Miss Manners: An inquiry to Judith Martin over what one writer viewed as an increasingly annoying tendency by restaurant wait staff to deliver extra spoons and forks to share dessert resulted in this empathetic response from Carla Smith of Wylie, Texas:

Even more annoying, for me, is the iced tea, which has turned into a slap-dash version of "service" via the constant harassment to refill my glass, the insipid presumption that since it is in a glass, I obviously need a straw to drink it and the REALLY RUDE belief that since it is iced tea, you MUST want a lemon on the side of the glass, as if it were some fruity alcoholic beverage in need of some sort of frou-frou.

I have had to resort to putting my tea out of the reach of the wait staff, as not only my wait-person seems insistent on "topping it off" each and every time they get near it, but so does anyone walking by with a pitcher of tea. Most quite rudely never bother asking at all; those that do, tend to ask while they are grabbing the glass away. Not to mention the seemingly growing incapability to pour a simple glass of tea without overfilling it, then setting the whole sloppy mess back by my plate as if nothing is wrong.

I blame it all on the management's TOTAL misuse of the concept of "efficiency." The state of restaurant service is truly abysmal, when the clientele has to become so proactive in getting a simple glass of iced tea!

Andrew Tod of Tokyo-To, Fuchu-Shi, Japan, responsed incredulously to Smith's reply:

Lemon wedges? Extra spoons?

Just as a reminder: Let's be happy that a lemon wedge in your iced tea seems to be the worst of your problems.

Another thing to consider is that it's not efficiency. It's what the majority of customers want. You just may be in the minority, or a quirk in the system. You can make a "request" to customize your drink or order.

Don't blame the wait staff, please. It's hyper-rude.
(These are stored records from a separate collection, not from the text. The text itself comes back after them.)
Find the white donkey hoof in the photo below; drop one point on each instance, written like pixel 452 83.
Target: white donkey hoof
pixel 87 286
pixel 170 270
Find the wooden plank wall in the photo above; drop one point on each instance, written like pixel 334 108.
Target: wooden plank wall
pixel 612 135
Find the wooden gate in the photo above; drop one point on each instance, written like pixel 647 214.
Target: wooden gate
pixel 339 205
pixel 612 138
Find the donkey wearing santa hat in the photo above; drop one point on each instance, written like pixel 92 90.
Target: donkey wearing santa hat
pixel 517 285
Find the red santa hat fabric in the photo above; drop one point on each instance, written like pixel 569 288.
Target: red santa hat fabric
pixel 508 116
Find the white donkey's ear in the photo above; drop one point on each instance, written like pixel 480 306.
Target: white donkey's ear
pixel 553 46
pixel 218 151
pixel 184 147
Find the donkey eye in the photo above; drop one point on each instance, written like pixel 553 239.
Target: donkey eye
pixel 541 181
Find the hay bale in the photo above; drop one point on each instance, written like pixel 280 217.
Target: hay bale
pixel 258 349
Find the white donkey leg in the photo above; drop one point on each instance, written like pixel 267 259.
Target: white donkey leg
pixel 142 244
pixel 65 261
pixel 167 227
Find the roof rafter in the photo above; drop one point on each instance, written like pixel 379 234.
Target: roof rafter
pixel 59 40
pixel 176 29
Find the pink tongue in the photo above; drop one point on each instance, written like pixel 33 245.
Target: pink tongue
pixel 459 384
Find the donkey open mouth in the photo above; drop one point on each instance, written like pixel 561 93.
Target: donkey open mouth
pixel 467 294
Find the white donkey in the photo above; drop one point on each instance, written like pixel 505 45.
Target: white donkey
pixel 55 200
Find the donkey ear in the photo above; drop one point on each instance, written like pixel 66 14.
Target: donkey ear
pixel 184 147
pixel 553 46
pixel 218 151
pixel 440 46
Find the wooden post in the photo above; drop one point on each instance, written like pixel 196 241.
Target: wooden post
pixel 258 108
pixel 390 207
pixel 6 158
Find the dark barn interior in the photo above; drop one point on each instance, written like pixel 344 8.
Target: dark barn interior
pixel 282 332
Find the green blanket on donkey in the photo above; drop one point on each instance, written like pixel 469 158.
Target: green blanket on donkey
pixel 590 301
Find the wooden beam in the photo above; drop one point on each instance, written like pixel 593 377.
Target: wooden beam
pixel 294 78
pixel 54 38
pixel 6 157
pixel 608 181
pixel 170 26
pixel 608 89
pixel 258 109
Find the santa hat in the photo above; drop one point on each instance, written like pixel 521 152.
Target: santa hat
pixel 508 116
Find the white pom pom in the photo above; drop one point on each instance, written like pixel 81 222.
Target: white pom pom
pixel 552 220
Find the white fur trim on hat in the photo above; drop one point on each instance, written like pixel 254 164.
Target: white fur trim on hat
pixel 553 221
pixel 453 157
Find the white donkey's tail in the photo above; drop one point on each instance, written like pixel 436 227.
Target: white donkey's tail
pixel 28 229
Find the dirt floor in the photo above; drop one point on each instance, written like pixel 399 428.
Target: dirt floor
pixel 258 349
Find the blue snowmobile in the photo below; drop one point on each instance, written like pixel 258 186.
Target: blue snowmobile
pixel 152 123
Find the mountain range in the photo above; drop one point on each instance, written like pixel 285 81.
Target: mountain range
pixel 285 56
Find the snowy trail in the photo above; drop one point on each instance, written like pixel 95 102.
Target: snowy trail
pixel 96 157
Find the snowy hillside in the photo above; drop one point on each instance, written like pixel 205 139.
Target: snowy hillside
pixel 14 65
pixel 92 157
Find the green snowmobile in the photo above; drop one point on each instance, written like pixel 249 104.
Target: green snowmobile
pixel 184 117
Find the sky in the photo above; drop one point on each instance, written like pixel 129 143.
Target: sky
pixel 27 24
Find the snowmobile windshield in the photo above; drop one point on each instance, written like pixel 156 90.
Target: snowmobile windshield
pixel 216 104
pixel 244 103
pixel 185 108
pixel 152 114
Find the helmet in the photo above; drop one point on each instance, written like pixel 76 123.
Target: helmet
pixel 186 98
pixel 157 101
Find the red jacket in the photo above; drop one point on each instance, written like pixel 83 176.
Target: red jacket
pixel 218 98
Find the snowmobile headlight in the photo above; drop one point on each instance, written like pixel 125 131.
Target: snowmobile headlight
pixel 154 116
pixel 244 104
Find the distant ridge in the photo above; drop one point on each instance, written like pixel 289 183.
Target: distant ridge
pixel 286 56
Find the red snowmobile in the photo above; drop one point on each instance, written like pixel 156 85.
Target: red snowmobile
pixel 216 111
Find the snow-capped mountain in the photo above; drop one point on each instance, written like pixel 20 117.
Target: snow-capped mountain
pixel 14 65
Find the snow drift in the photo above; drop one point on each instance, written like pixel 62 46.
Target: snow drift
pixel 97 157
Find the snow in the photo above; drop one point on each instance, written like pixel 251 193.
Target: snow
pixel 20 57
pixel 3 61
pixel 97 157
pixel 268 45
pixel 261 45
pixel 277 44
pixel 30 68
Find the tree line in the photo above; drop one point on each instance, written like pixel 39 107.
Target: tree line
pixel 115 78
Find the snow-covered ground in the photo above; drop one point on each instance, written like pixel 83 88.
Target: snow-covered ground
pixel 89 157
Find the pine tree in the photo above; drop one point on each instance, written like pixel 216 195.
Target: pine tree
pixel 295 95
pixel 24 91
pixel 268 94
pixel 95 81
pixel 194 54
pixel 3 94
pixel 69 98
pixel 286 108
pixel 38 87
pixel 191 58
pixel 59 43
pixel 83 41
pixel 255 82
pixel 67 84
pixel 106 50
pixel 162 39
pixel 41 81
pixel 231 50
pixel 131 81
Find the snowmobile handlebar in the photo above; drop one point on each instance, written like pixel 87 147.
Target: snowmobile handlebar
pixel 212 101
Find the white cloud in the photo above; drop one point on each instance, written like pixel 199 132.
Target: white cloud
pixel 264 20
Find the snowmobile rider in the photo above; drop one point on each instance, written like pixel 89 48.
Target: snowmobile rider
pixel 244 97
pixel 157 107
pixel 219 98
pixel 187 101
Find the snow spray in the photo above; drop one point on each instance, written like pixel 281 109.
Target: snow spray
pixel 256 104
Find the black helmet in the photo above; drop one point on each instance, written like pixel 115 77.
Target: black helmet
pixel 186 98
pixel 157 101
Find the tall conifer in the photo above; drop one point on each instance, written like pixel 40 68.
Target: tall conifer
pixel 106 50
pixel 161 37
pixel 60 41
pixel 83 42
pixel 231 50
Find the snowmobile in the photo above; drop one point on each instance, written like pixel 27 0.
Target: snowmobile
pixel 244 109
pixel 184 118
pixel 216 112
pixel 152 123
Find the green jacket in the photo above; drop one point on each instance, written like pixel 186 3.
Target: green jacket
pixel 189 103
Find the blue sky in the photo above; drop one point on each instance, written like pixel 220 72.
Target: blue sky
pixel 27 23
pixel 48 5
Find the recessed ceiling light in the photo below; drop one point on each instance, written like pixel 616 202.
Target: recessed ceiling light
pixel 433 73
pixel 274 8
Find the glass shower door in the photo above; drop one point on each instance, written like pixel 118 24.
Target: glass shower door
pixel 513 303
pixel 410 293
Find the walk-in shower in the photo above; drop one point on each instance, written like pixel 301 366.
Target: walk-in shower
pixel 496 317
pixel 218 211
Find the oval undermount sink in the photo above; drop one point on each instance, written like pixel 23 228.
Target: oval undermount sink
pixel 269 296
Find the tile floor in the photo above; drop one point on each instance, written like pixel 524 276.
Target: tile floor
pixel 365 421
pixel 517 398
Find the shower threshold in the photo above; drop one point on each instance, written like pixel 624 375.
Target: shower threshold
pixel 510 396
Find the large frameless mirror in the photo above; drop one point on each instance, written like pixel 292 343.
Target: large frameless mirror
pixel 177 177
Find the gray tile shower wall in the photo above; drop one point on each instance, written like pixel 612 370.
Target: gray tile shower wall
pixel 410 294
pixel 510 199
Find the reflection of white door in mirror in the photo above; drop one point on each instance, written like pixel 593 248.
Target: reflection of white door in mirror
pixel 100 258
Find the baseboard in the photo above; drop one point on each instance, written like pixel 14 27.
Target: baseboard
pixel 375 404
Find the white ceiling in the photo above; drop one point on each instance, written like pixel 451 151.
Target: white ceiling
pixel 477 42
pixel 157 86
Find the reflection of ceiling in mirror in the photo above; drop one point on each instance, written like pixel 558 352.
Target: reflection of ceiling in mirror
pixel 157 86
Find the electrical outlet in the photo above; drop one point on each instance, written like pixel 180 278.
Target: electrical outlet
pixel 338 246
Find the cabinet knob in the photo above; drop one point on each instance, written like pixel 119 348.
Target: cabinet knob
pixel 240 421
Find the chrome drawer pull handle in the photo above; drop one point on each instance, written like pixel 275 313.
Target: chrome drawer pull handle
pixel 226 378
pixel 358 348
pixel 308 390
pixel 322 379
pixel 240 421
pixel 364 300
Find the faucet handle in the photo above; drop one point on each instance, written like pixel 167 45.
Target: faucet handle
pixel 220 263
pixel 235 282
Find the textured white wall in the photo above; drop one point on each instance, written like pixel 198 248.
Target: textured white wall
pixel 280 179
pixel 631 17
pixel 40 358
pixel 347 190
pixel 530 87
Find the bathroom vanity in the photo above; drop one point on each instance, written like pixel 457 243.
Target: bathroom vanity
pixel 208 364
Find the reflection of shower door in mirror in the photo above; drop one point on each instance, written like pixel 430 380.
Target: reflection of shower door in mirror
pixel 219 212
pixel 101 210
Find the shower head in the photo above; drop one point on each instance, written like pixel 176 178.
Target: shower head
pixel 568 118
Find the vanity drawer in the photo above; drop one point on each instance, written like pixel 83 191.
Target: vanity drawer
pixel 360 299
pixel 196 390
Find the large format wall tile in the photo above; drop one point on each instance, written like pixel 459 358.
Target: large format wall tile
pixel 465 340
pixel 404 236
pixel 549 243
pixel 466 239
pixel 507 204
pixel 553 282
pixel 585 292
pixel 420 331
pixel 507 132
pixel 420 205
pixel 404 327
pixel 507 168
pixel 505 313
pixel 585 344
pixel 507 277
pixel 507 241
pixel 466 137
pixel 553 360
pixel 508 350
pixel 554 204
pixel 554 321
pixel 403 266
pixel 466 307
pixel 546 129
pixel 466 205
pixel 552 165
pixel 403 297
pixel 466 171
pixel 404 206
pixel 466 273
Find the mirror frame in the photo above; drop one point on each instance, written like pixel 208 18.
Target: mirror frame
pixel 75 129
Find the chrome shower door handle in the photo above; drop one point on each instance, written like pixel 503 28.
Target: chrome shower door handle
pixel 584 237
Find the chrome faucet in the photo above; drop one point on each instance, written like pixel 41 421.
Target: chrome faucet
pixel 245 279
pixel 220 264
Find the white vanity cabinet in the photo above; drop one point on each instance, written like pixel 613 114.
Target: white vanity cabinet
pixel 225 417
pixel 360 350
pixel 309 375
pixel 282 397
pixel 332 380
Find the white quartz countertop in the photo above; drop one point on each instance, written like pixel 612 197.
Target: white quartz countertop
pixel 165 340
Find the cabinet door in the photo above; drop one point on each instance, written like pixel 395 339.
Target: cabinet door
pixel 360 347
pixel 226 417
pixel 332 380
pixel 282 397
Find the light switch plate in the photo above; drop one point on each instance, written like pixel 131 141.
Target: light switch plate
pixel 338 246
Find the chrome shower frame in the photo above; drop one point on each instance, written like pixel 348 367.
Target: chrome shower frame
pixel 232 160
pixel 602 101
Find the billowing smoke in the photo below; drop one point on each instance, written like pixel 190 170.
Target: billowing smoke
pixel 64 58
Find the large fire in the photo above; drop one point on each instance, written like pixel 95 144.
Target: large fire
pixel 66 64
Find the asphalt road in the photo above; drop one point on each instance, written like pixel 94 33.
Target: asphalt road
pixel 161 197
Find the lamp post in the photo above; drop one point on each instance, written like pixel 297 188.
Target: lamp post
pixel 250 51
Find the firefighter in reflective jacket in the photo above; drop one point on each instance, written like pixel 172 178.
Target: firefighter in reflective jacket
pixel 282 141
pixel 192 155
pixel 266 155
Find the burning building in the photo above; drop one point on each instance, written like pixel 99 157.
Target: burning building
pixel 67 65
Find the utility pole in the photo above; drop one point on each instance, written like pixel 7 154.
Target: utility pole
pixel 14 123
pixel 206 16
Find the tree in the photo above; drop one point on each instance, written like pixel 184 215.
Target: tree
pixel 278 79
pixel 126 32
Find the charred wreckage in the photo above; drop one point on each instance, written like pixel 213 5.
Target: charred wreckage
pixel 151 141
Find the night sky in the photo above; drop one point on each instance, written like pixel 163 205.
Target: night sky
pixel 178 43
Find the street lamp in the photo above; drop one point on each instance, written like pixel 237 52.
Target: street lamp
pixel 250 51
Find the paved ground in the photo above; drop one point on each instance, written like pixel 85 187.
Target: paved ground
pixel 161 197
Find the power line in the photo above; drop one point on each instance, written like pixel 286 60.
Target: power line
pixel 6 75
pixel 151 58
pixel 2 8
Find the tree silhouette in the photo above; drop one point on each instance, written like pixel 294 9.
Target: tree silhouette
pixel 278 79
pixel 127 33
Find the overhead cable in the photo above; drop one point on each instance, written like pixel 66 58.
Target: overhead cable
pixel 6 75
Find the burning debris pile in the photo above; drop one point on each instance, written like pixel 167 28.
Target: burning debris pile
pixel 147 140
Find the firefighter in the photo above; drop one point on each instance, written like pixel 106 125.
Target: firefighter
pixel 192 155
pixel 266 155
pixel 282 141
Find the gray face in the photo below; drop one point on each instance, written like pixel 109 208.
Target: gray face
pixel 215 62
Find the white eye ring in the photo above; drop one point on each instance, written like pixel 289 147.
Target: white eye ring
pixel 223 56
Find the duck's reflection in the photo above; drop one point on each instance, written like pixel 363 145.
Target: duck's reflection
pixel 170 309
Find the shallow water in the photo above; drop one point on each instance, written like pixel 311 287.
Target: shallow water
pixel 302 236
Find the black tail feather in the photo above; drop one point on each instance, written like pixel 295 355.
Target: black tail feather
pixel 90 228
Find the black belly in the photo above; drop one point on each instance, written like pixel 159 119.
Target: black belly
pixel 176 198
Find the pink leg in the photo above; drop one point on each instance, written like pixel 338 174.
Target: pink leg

Vampire quest: Following an article by News staff reporter Anne Neville on doctoral fellow John Edgar Browning's vampire studies, Joseph Martin of Williamsville recalled:

I remember an interesting television series on Vlad the impaler, Bram Stoker's prototype for his book "Dracula." It was thought by some medical authorities that Vlad might have been afflicted with a type of pernicious anemia that forced his face into a rictus-like smile that exposed his canine incisors, making them prominent and giving them a fang-like appearance. They also suggested that Vlad's drinking the iron-rich blood of his victims was helpful in ameliorating his anemia. The current fascination with the whole shape shifter and predatory anthropomorph phenomena is a mystery to me, other than sheer escapism.